Incensed, Alweendo explained to Schlettwein that the line Ministry staff cannot report to another Minister and accordingly, the Steering Committee would have to be chaired by the Finance Ministry, reconstituted by the Chairperson of the Cabinet Committee on Treasury. Sources told The Patriot that Alweendo cautioned that the Ministry of Finance will have to accept all responsibility for the delay and additional costs in decision-making due to the Schlettwein’s refusal to address the merits of the project and its further development.
The stand-off between the two Ministers has left the project in limbo.
There are now deep concerns that the Schlettwein is overstepping his boundaries by seeking to remove the project from the line ministry.
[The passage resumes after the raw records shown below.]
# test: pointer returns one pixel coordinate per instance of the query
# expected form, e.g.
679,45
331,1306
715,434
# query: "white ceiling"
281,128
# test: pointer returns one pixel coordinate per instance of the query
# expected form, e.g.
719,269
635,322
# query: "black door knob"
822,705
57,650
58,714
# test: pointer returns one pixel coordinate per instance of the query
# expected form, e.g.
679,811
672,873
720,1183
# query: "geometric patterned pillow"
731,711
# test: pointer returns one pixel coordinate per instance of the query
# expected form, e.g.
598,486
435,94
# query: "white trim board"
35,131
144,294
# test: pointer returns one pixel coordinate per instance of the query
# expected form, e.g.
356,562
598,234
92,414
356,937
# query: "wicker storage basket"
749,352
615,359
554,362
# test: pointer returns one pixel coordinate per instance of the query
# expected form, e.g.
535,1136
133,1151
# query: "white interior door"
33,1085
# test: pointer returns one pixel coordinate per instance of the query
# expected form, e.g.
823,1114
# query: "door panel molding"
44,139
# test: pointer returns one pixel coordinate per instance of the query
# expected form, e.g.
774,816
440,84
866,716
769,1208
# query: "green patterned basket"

“There is no precedent for a Finance Minister to directly manage a petroleum storage project in Namibia. The state of events appears to put Government institutions in a legal quagmire, in respect of which the current Attorney-General has yet to decisively pronounce himself,” said the source.
Schlettwein has in the past been accused of using the CCOPP to push through the sale of MTC shares in defiance of the position of the independent regulatory authority (CRAN), on a decision tabled by Schlettwein on the strength of his position at the Cabinet Committee on Treasury.
The source said Schlettwein’s pursuance for the oil storage facility has raised eyebrows in many quarters because it endangers the rule of law and the separation of state powers.
“Schlettwein may seek to implement the same tactics to override the concerns of the line Ministry and other state institutions, including the Ministry of Defence, who hold a vested interest in the strategic nature and objectives of the Project, as well as oust the Central Procurement Board from the process,” said the source.
The Patriot also understands that the accounting officers at the finance ministry, Ericah Shafudah of Finance refused to chair the Steering Committee, in defiance of Schlettwein’s instructions to do so.
Shafudah last year received a final warning related to her previous involvement in the project.
Schlettwein has allegedly directed that the Deputy PS of Finance must chair the Steering Committee and report to him directly.
Sources at the Public Service Commission have informed this publication that the Minister of Finance has recommended Ally Angula for the position of Deputy Permanent Secretary at the Ministry of Finance, which if approved, could see Angula chairing the Steering Committee.
Public Service Commissioner Dr. Markus Kampungu yesterday said he is not aware of such a recommendation.
“If that is the case then it is yet to arrive to my office, until then I cannot comment on that,” he said.
Schlettwein appears determined to wrestle control of the project from Alweendo.
Sources close to Schlettwein are adamant that he has reservations over the Mines Ministry’s and Namcor’s ability to operate the Facilities and is therefore pushing for a Public-Private Partnership to be implemented, which is likely to involve the Vitol Group. Earlier this year Vitol offered Government 30’000 cubic metres of “free” fuel once off (less than half the tank capacity, with a value of approximately N$300 million) and a nominal US$1 per year to lease the Facilities and take complete control of the Facilities, built at a cost of a N$5.6 billion to the State.
In addition, pricing mechanisms appear to have been agreed and Namcor was left out completely during the process.
It is also not know if an impact assessment on the oil consumer has been done.
Similarly sized and equally critical projects such as the Neckartal Dam (slated to cost over N$6 billion) and the Namport Container Terminal (slated to cost over N$4.5billion) appear not to have generated the same type of interest in their operations.
With the Oil Storage Facility expected to import all of Namibia’s fuel needs (approximately 2 billion litres per year and rising) the monetary stakes with respect to this Project could not be higher.
At a nominal profit margin (or “commission”) of 50 cents per litre, an annual net amount of N$1billion will be generated for “distribution”.